1) This is more of a client implementation issue than a GraphQL issue; there's nothing about the GraphQL spec that mentions what HTTP method to use. Most people use POST because it makes the most sense in the general case but there's no reason you can't move the query from a POST body to a GET query string.

2) This question seems odd to me. The real win from GraphQL is a reduction in overfetching - if you're tailoring a REST endpoint specifically to your needs the response should be functionally identical to a GraphQL response (i.e. only the data you need). These are just paradigms for passing data - the one you choose shouldn't have much impact on how said data is used.

1 comments

”there's no reason you can't move the query from a POST body to a GET query string.”

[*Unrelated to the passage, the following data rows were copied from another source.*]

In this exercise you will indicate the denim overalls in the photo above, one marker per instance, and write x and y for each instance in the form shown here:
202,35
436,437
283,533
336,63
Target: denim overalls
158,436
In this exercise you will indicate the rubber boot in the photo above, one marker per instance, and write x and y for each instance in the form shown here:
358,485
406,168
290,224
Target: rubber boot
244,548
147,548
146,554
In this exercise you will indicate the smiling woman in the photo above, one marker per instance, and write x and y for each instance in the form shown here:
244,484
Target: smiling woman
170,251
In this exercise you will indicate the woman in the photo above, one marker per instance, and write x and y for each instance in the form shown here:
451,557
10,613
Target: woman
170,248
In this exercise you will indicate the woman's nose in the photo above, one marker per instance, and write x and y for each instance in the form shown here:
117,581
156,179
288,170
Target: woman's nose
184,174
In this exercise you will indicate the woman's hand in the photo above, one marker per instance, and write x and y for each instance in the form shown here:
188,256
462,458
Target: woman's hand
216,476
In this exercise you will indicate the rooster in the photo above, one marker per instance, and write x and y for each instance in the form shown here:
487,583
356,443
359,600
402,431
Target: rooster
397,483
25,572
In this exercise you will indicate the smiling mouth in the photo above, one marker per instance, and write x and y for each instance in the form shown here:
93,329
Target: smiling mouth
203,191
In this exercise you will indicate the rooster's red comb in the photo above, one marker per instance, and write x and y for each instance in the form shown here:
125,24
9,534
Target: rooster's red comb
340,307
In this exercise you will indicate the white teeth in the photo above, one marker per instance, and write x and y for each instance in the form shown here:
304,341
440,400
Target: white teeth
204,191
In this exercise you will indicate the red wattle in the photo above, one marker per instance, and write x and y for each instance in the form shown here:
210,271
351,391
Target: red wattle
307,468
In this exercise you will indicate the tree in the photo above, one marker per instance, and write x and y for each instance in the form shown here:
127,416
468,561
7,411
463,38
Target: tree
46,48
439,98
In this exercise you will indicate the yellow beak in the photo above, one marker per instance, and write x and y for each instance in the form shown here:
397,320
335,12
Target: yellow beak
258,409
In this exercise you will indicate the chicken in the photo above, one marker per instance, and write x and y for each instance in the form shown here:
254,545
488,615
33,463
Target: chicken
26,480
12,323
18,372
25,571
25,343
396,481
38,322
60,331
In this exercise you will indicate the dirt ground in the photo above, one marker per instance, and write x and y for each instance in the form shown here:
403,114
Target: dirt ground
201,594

There’s disagreement on whether it is within the http spec (https://stackoverflow.com/questions/978061/http-get-with-req...), but you can also send a body with a GET request, and you wouldn’t be alone in that; Elastic uses it, too (https://www.elastic.co/guide/en/elasticsearch/reference/curr...)

Yeah, I originally was going to put that into my reply but I figured talking about the fact that GET bodies are technically doable would open its own can of worms.
well you do not need a request body, you can actually put a json string into a get query string.

something like: example.com?body=%7B%22hello%22%3A%22world%22%7D

it's wierd, but I've seen that a lot.